This content has been archived. It may no longer be relevant

By Katie Lovegren

Grab that sidewalk chalk! People across the country are connecting in the form of chalk art on their driveways and streets. The chalk-the-walk movement aims to bring positivity and joy to communities during the social distancing of the global pandemic.  

Sidewalk chalk has proven to be a great distraction for people of all ages, as they use their imagination to bring life and hope to our public places.

Around Long Beach, California, an artistic and diverse city, chalk art is everywhere. Chalk stories are being told in the form of stained-glass honoring service workers, children chalking hopscotch squares, and chalked invitations to “STOP, draw or write something nice for the next person to see.”

The author photographed this chalked stain glass window in Long Beach, California.

The late spring warmth also aids and abets the outdoor creativity as an educational opportunity for young children at home for school, as well as a fun way for young adults to get creative and get outside.

For Amanda Roberts a senior currently living in Godfrey, Illinois, chalk art has created an exciting time to get outside and spend time with her younger sister Allie who had also been away for college. 

Amanda and Allie were inspired to do sidewalk chalk when they realized their mom’s birthday was coming up and wanted to something special for her that she can see every day when she goes outside. The sisters grabbed their chalk and drew a sea lion holding some balloons for this special day.

Senior Amanda Roberts and her sister Allie have been creating chalk art at their Godfrey, Illinois home. Photo by Amanda Roberts.

“It was really cool because it led to a lot of conversation starters,” says Amanda. “…because our neighbors would walk by and would ask Allie and I who it was for…it just led us to have conversations with more people.”

 Thousands of tweets have flooded the internet using the hashtag, #chalkthewalk, with the mission of bringing joy to communities and honoring our service workers during this unprecedented time. Although it is unclear where this hashtag originated, a Vancouver, Washington group, The Joy Team, started doing an annual “Chalk the Walks” event in 2011. But chalk art happens all the time in communities nationwide where chalk events are bringing communities together.  

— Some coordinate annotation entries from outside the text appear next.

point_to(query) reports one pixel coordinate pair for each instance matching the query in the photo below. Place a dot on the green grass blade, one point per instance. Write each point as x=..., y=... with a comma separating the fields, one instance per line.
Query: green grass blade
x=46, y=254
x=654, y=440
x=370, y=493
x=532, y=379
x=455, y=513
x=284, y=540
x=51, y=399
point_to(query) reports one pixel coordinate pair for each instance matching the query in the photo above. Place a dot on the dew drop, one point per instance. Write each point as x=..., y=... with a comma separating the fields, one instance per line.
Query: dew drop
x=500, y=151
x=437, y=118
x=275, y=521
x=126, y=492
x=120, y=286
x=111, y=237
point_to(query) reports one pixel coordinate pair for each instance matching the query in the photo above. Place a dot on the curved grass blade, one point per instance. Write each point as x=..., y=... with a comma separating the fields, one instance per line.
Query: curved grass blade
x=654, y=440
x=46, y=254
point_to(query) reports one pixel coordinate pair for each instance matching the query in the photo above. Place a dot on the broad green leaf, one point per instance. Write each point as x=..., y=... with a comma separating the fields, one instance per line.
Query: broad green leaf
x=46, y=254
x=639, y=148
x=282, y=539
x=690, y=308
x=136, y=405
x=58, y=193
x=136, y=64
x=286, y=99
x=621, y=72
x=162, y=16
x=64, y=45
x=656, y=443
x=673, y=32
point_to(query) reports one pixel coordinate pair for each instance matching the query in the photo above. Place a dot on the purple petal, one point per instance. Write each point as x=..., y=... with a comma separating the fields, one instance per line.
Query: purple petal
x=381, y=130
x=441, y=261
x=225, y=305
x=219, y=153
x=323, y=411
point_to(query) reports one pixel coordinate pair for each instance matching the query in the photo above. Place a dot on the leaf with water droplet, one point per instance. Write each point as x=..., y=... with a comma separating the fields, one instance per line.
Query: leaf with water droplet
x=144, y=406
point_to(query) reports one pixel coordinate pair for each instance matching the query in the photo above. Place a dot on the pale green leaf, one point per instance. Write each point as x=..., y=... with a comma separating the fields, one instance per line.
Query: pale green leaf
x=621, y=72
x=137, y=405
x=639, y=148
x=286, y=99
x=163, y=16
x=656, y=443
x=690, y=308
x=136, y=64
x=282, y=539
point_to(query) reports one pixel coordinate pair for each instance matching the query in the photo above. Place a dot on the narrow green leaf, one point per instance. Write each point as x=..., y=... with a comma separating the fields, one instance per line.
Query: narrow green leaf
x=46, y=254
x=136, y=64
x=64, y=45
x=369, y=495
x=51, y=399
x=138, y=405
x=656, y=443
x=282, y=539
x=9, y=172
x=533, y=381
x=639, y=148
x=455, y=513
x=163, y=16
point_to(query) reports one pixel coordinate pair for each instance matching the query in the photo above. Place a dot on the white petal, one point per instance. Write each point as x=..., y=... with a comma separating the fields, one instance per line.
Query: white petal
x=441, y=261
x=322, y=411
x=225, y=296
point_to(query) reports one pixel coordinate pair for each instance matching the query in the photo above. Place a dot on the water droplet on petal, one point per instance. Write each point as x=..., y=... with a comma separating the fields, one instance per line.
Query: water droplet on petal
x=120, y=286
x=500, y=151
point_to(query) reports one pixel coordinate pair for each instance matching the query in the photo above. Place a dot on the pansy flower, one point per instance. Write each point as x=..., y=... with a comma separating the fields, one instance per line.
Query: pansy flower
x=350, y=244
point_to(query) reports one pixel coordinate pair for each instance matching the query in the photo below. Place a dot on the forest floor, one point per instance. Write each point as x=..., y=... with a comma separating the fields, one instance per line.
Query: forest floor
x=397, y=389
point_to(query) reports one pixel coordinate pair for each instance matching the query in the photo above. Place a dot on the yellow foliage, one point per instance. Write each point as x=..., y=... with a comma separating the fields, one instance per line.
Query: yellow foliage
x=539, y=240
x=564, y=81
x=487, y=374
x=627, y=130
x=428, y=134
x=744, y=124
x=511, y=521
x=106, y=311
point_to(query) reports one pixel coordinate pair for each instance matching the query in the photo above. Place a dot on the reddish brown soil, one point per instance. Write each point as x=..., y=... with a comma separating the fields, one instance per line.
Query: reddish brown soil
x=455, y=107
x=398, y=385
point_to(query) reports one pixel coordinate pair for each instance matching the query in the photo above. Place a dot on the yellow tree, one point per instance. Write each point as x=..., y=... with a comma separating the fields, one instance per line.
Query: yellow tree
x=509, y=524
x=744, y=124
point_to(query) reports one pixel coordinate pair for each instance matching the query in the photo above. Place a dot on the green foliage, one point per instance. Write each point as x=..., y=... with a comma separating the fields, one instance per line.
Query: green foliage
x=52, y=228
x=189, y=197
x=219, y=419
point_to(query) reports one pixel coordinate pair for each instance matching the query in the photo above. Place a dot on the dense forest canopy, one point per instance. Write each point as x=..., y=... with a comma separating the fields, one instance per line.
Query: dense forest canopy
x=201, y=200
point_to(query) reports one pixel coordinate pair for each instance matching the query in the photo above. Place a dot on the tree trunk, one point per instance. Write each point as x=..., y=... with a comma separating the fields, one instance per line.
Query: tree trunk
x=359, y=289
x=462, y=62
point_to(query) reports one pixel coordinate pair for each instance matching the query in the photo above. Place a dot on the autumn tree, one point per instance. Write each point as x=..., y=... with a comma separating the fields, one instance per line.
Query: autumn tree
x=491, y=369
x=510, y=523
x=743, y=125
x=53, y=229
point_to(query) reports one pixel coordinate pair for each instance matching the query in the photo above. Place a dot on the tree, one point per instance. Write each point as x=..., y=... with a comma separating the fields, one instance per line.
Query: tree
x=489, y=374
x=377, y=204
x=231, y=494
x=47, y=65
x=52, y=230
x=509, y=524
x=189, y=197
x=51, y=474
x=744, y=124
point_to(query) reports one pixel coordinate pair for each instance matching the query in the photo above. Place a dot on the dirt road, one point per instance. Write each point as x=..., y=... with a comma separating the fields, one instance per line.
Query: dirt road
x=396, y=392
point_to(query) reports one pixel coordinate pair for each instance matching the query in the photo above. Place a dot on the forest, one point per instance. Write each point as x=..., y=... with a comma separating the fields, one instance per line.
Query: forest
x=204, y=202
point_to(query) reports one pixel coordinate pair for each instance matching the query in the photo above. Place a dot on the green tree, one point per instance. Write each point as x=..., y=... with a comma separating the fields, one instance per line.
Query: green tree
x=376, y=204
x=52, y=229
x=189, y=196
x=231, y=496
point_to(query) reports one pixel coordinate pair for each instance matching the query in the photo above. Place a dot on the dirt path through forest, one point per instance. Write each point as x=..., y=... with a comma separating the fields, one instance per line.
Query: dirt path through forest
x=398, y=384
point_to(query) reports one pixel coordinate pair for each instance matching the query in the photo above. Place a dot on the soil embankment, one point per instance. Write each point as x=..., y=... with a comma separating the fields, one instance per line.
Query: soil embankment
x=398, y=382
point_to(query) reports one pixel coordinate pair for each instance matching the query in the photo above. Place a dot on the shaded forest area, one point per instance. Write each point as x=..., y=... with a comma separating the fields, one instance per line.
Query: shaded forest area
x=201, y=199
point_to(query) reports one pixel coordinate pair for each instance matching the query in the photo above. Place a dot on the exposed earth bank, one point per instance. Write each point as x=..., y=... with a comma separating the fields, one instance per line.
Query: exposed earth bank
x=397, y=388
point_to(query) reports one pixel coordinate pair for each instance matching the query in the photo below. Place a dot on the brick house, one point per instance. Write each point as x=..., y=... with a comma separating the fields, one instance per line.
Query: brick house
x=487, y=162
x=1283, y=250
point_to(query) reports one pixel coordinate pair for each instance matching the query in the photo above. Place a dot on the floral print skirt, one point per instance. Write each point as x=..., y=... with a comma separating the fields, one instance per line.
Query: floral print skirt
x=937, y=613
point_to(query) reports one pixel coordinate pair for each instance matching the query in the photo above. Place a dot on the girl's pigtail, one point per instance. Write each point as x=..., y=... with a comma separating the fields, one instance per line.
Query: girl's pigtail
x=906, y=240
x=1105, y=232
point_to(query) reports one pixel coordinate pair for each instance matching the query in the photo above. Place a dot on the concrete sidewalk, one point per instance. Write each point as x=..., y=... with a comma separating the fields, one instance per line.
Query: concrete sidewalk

Susan Melton is a sidewalk chalk expert and is known as the “chalk fairy” in her hometown in Northern Michigan. She has chalked colorful messages every single day for more than nine years wherever she is and thousands of people in her town and wherever else she goes have been touched by her art.

“When my anniversary date comes around, I always do chalk your walk,” Melton told The Pilot. “It’s kind of a virtual challenge to other people and other communities to join me on that specific day and get out and chalk something.”

A creation by sidewalk chalk expert and artist Susan Melton. Courtesy Susan Melton


Melton adds, “Almost daily I’ll get something from somebody that says ‘thank you so much, I was really struggling today,’ or ‘I’m still having a really hard time with this.’ ”

Her main goals are to inspire and uplift people no matter what they are going through and where they are, says Melton. The beauty of sidewalk chalk is you can go out and do it anywhere. She chooses her chalk inspiration daily based off something that has inspired her, or by requests from people all around. You can read more about Susan Melton’s sidewalk chalk adventure on her Facebook page, Sidewalk Chalk Project.                                                                               

Susan Melton posts daily chalk art on Facebook. Courtesy Susan Melton

Principia junior Spencer Christensen says he’s been touched by the chalk art he’s seen around his neighborhood in Centennial, Colorado while out on his runs and walks everyday.

“There was one message that was just like ‘we’re all in this together,’ and it was just really cool [that] any form of kindness is never taken for granted,” Christensen says. ‘I’m glad people are surrounding themselves with this type of message.’

Junior Spencer Christensen’s neighbor did this chalk art near his home in Centennial, Colorado. Photo by Spencer Christensen.

These chalk messages of support are popping up all over the nation on the “canvas” of sidewalks. You, too, can be a part of this wonderful creative project during these uncertain times.

Grab that chalk and inspire, create, and unite—we are all in this together.

Chalk art in the author’s Long Beach, California neighborhood. Photo by Katie Lovegren

Featured photo at top shows chalk art done by the author, Katie Lovegren, at her home in Long Beach, California.